National Writing Project

Director's Update

By: Richard Sterling
Publication: The Voice, Vol. 7, No. 5
Date: November-December 2002

Summary: An update from Executive Director Richard Sterling on new resources from and about NWP, and some thoughts on the increasing visibility of writing in the current educational climate.

 

Dear friends and colleagues,

It seems hard to believe that this year’s National Writing Project Annual Meeting, in Atlanta, will mark the 25th year of such a gathering of writing project sites. Next year, the meeting in San Francisco will mark the beginning of the 30th anniversary year for NWP. The good news is that these important anniversaries may also mark the beginning of a new era in the importance of writing for all students and the importance of the NWP teachers-teaching-teachers model of professional development.

Writing project sites continue to produce excellent work all across the country. This work is becoming ever more visible, as evidenced by a number of new publications. A new book from Teachers College Press, Inside the National Writing Project: Connecting Network Learning and Classroom Teaching by Ann Lieberman and Diane Wood, highlights the work of two sites—the UCLA Writing Project in California and the Oklahoma State University Writing Project—as well as our model. This book will be available in November. Meanwhile, from NWP’s offices, the first four monographs in the NWP at Work series, written by directors and teacher-consultants from Mississippi, Vermont, New York, and North Carolina, have just been released. And Breakthroughs: Classroom Discoveries About Teaching Writing, a selection of 25 articles from past issues of The Quarterly, is hot off the press this month. Although these publications represent only a small sample of the collective work coming out across the network, they are continuing evidence that writing project leaders write.

Added to this is the fact that, as many of you know, Educational Testing Service has announced that starting in 2005, the SAT will include a writing test. This change, along with the increased attention to literacy generally, may well provide NWP with an opportunity to offer a more complete picture of the need for good writing instruction for all students. With greater visibility for the teaching of writing may well come significant demands on each local writing project. Over the next several years, we will need to discuss how we can and should respond to a potential increase in demands for our work across the country. We’ll need to work together to respond to the needs of teachers, to increase our ability to prepare students for these exams, and yet to remain true to the principles of good teaching that are at the heart of the writing project.
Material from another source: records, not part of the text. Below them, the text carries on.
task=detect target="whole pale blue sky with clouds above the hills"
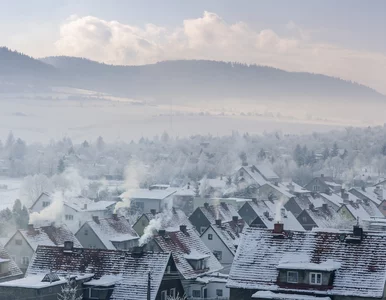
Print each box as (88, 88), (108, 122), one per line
(0, 0), (386, 94)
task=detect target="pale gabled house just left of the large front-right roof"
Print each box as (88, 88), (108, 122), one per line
(201, 216), (249, 274)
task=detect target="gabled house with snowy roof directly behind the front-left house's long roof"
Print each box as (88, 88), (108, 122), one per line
(75, 214), (139, 250)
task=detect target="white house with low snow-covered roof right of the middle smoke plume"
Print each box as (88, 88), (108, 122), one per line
(120, 185), (177, 213)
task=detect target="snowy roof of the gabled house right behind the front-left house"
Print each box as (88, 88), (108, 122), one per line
(83, 217), (139, 250)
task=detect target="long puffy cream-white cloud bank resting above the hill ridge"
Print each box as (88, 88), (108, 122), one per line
(55, 12), (386, 94)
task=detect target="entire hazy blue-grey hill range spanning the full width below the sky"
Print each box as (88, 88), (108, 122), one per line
(0, 48), (386, 102)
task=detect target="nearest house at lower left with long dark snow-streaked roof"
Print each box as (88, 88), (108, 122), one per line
(6, 242), (184, 300)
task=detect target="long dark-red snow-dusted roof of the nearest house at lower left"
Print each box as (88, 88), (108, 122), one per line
(27, 246), (170, 300)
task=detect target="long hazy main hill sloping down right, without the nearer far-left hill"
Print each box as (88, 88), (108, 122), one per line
(42, 57), (386, 100)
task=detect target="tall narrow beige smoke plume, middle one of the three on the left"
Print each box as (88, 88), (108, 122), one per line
(114, 160), (145, 213)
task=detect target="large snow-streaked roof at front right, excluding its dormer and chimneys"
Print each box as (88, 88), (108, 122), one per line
(227, 227), (386, 298)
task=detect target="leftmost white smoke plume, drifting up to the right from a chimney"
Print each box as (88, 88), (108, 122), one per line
(30, 168), (87, 226)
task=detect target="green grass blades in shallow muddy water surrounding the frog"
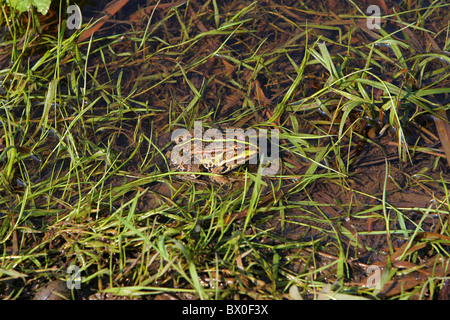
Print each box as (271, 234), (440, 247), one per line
(0, 0), (450, 299)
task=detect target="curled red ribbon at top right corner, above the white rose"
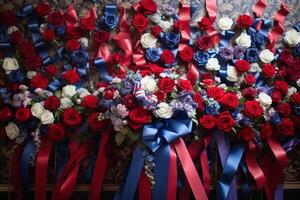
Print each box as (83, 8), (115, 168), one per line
(267, 2), (290, 51)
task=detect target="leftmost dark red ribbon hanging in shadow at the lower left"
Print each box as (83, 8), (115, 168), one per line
(10, 145), (24, 200)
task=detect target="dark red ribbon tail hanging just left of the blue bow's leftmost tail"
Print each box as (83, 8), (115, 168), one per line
(89, 133), (109, 200)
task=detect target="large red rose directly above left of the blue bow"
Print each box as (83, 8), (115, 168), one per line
(128, 107), (151, 130)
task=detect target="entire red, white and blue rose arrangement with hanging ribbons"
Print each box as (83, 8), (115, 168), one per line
(0, 0), (300, 199)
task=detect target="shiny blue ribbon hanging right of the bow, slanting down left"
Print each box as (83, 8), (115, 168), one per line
(217, 142), (244, 200)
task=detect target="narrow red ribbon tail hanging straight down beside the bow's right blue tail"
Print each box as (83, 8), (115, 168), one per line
(167, 144), (177, 200)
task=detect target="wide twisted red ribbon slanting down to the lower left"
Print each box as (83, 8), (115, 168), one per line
(52, 141), (90, 200)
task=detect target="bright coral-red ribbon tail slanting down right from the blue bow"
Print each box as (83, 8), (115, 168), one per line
(174, 138), (208, 200)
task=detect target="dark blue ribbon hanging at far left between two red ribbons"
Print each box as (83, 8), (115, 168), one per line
(20, 137), (35, 188)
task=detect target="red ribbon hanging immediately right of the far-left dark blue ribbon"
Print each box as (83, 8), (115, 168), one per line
(34, 136), (52, 200)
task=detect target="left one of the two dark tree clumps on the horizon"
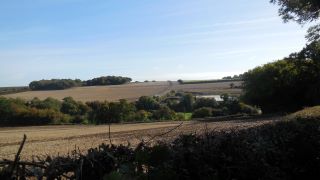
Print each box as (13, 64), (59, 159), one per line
(29, 79), (82, 90)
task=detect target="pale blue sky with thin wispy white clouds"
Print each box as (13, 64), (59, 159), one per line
(0, 0), (307, 86)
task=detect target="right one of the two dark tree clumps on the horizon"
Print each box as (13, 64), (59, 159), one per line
(84, 76), (132, 86)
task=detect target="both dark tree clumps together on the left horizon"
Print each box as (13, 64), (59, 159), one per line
(29, 76), (132, 90)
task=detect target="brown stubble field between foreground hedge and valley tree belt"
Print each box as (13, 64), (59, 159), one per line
(0, 118), (280, 160)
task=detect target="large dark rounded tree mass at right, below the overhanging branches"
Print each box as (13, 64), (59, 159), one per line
(243, 42), (320, 112)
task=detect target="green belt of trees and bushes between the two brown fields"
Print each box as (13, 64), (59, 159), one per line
(0, 92), (259, 125)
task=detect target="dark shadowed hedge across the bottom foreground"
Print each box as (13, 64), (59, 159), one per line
(0, 114), (320, 180)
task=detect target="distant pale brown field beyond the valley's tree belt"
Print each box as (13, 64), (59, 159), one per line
(4, 82), (241, 102)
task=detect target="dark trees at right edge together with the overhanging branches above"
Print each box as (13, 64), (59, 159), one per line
(242, 0), (320, 112)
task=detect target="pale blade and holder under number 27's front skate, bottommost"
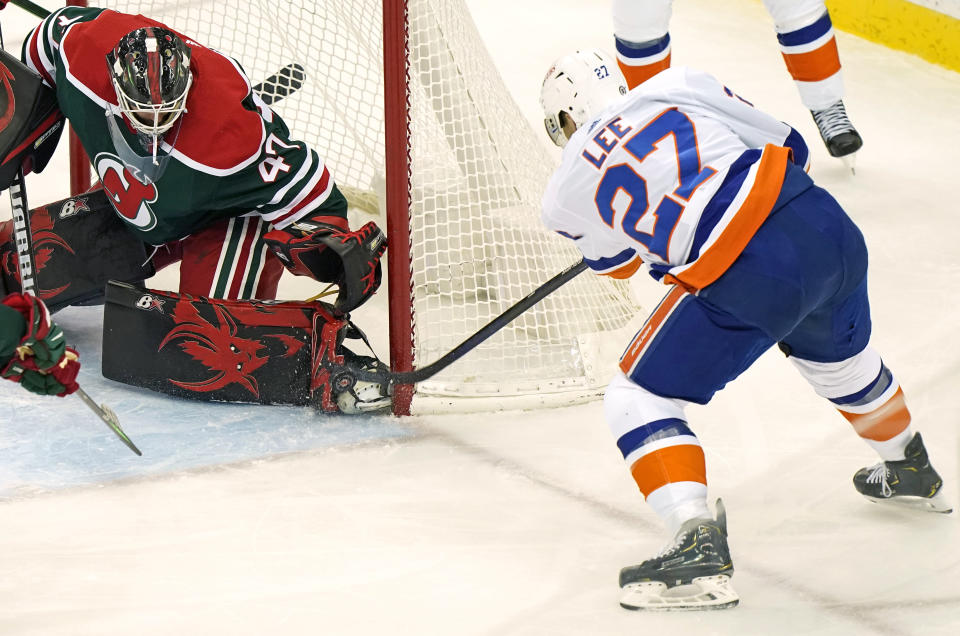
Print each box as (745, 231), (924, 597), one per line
(620, 574), (740, 612)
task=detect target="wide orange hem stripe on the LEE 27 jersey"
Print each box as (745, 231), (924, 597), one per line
(676, 144), (790, 289)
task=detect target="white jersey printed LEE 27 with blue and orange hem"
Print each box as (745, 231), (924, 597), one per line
(543, 67), (809, 289)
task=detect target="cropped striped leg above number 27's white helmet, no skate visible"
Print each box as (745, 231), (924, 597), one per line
(613, 0), (672, 88)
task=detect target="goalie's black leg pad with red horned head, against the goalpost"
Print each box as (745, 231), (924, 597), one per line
(103, 281), (391, 413)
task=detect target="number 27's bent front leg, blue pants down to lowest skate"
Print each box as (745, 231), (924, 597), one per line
(604, 287), (773, 610)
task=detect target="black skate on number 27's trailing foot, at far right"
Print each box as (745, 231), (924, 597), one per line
(853, 433), (953, 513)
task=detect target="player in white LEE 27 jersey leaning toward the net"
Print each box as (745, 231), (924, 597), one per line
(541, 50), (950, 609)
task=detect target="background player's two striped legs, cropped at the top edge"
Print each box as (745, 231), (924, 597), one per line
(613, 0), (863, 168)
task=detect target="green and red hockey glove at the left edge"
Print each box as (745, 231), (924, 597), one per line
(0, 294), (80, 397)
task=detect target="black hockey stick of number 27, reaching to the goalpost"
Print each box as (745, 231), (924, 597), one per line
(331, 259), (587, 389)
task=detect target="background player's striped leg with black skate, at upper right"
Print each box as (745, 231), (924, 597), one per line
(764, 0), (863, 157)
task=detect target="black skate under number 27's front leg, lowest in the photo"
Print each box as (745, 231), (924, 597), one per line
(620, 499), (740, 611)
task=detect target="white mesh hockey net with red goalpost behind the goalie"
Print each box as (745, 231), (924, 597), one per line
(75, 0), (642, 413)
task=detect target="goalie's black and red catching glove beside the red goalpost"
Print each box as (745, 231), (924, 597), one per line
(263, 217), (387, 313)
As I have said before, I believe that now, more than ever, the education of our students is of the highest priority. And we know that writing project teachers are among the strongest teachers in the nation, and that they are enabling students to become more aware, more knowledgeable, and more compassionate through writing. As a national network, we are bound together by our commitment to learn from and to teach each other for the ultimate benefit of our nation’s young people.